Part 14: SHAP interaction validation (optional)¶

NID tells you what interactions the CANN learned from the GLM's residuals. As a second opinion, you can compute SHAP interaction values from the CatBoost model you trained in Module 3. When both methods flag the same pair, the evidence is stronger.

This section requires catboost and shapiq. If you did not install them, skip to Part 15.

# Check if CatBoost and shapiq are available
try:
    from catboost import CatBoostRegressor, Pool
    import shapiq
    SHAP_AVAILABLE = True
    print("CatBoost and shapiq available.")
except ImportError:
    SHAP_AVAILABLE = False
    print("CatBoost or shapiq not available. Skipping SHAP validation.")
    print("Install with: %pip install catboost shapiq")

Train a CatBoost model as the SHAP oracle¶

if SHAP_AVAILABLE:
    cat_features = ["area", "vehicle_group", "age_band", "annual_mileage"]

    X_pd_cb = X.to_pandas()
    for col in cat_features:
        X_pd_cb[col] = X_pd_cb[col].astype(str)

    pool = Pool(
        X_pd_cb,
        label=y,
        baseline=np.log(exposure_arr),  # log-exposure offset for Poisson model; do not use weight=
        cat_features=cat_features,
    )

    cb_model = CatBoostRegressor(
        iterations=500,
        depth=6,
        learning_rate=0.05,
        loss_function="Poisson",
        random_seed=42,
        verbose=False,
    )
    cb_model.fit(pool)
    print("CatBoost training complete.")

This is the same CatBoost Poisson model from Module 3. If you have the Module 3 notebook still open, use that fitted model directly rather than retraining.

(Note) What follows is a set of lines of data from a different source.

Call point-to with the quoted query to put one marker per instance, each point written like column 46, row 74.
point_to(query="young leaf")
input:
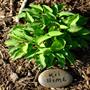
column 37, row 7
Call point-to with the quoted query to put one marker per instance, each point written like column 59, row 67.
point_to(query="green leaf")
column 61, row 59
column 65, row 13
column 84, row 31
column 47, row 8
column 58, row 44
column 21, row 52
column 47, row 36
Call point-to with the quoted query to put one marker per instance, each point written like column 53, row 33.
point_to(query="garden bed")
column 21, row 74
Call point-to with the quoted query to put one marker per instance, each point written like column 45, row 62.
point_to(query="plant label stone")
column 54, row 78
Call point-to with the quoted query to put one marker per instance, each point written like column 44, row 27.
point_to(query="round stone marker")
column 54, row 78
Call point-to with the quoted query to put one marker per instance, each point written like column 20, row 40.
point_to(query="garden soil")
column 22, row 74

Re-run the detector with SHAP validation¶

if SHAP_AVAILABLE:
    detector_shap = InteractionDetector(family="poisson", config=cfg)
    detector_shap.fit(
        X=X,
        y=y,
        glm_predictions=mu_glm,
        exposure=exposure_arr,
        shap_model=cb_model,   # Pass the CatBoost model for SHAP interaction validation
    )

    # The full table now includes shap_score, shap_rank, and consensus_score
    table_shap = detector_shap.interaction_table()
    print(
        table_shap.select([
            "feature_1", "feature_2",
            "nid_score_normalised",
            "shap_score_normalised",
            "nid_rank", "shap_rank",
            "consensus_score",
            "recommended",
        ]).head(10)
    )

Interpreting the consensus: A pair that ranks first by NID and also ranks first by SHAP is very strong evidence of a genuine interaction. A pair that ranks third by NID but fifteenth by SHAP is worth scrutinising: the CANN found something the GBM did not, which could mean the interaction is an artefact of CANN training, or that the SHAP calculation is obscuring a real interaction via the independence assumption (SHAP interaction values assume features can be independently perturbed, which is violated by the structural correlation between age and NCD in UK motor).

Why NID and SHAP can disagree¶

SHAP interaction values (technically: Shapley interaction indices) answer a different question from NID. SHAP interaction values measure how much the combined perturbation of two features changes the prediction, over and above the sum of individual perturbations. NID measures how much co-participation in the CANN's hidden units two features show.

The two methods can disagree because:

SHAP interaction values depend on the reference distribution (the conditional or marginal expectation). For correlated features like age and NCD, the reference distribution matters a lot.
NID depends on the CANN having converged. A noisy training run can inflate scores for spurious pairs.

Neither method is ground truth. The LR test is the ground truth for statistical significance. NID and SHAP are ranking tools for prioritising which pairs to test.